The program has an employment specialist who works with students on job skills and readiness. Ultimately the specialist connects graduates with job leads through LMM’s network or people who contact the agency looking for people to hire.
The graduation rate is about 60 percent. Of those who have graduated, about 80 percent have found jobs, and the retention rate is about 70 percent over the course of a year.
Graduates find jobs, ranging from dishwashers to sous chefs, but most find line and prep cook positions, which are mid-range in a kitchen, Mauk said. Wages range from $12 to $14 an hour.
The two chefs on staff, a culinary instructor and Barnes, who runs the food production, both have networks within the Cleveland culinary scene. So a recommendation from them affirming the students’ skills goes a long way toward getting hired, Mauk said.
“We’ve been blessed to have a couple of employers who were willing to give us a shot in the beginning,” he added. “And once they see our guys and gals and the skills they have, we’ve seen a lot of employers come back and look for more.
“A lot of the employers who hire from our graduates are owners of independent restaurants, so they’re individuals who are willing to give somebody a second chance. Some of the larger corporations have rules that can be additional barriers for our folks.”

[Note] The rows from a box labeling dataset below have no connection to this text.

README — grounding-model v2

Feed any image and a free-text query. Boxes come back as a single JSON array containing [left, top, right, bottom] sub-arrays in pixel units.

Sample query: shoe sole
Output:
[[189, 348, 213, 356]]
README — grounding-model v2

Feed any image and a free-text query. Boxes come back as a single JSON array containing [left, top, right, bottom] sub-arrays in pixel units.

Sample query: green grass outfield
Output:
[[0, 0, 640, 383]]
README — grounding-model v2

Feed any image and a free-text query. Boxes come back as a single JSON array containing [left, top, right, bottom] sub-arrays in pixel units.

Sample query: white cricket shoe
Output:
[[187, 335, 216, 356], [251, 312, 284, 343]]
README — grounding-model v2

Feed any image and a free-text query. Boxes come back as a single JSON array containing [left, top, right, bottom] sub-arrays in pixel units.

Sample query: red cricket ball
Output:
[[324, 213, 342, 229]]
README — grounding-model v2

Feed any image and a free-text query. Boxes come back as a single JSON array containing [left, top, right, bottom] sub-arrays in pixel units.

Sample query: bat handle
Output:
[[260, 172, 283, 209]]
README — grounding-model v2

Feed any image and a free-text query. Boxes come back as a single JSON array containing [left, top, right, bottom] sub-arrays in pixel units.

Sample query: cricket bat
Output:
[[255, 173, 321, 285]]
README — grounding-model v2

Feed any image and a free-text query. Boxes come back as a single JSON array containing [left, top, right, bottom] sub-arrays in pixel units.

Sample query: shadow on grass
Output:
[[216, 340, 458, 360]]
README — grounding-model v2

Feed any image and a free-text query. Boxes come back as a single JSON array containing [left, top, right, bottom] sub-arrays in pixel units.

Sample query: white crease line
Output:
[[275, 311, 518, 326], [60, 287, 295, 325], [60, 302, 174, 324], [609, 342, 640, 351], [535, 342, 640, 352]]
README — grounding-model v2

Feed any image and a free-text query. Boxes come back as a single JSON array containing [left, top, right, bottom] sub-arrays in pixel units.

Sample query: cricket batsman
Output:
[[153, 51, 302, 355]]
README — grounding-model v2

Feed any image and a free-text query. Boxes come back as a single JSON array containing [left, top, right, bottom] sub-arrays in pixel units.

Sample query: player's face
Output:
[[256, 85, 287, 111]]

Mauk hears positive feedback from employers: “We’ve found that a lot of folks maybe start in lower jobs, but they advance quickly once the employers see the skills that they have, see their work ethic and see their willingness to go the extra mile.”

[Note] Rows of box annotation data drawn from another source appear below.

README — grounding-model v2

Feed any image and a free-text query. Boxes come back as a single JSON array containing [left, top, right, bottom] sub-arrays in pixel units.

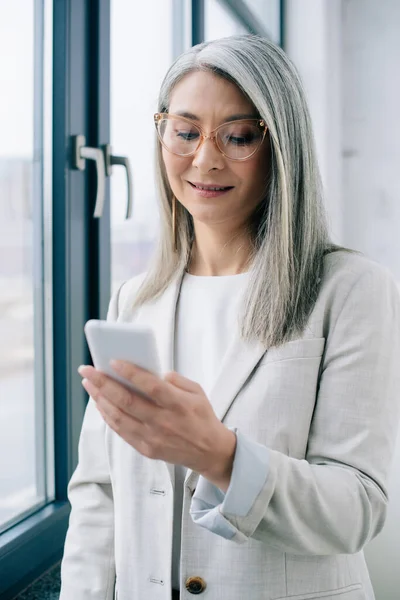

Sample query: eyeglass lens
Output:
[[158, 117, 263, 160]]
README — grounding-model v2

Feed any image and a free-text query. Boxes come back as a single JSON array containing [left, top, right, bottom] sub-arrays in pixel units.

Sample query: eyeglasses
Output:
[[154, 113, 267, 160]]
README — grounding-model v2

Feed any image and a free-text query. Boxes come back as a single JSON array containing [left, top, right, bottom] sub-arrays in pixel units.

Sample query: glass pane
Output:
[[111, 0, 176, 291], [245, 0, 281, 44], [0, 0, 51, 531], [204, 0, 248, 40]]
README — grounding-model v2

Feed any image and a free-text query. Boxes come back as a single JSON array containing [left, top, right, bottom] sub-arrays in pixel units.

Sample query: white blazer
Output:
[[60, 252, 400, 600]]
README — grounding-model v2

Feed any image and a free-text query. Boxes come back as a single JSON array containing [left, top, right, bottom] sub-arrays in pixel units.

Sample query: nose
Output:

One graduate was hired at the beginning of baseball season to work at Progressive Field in the Terrace Club, a higher-end restaurant in the Cleveland Indians’ ballpark.
“He’s already been promoted to be a lead cook in the burger division in the club level, so he oversees the production of like 2,000 burgers every game. And he’s in charge of a couple guys,” Mauk said. “It’s one thing to hire them, but it’s another thing to hire them, keep them and then promote them.”
It still can be a challenge to get a job with a criminal record, even if the offense was committed years ago, said Michael Sering, vice president of Housing & Shelter, an LMM program. “At the homeless shelter, we serve about 4,000 guys per year,” he said, “and two-thirds of them have been previously incarcerated and so employment and housing are huge barriers to their self-sufficiency.
“That’s part of the reason that we [created] the program — to welcome people with those backgrounds, and see the gifts and talents and potential in them, and then give them the skills and confidence to get their own jobs. This program really boils down to forgiveness and second chances.”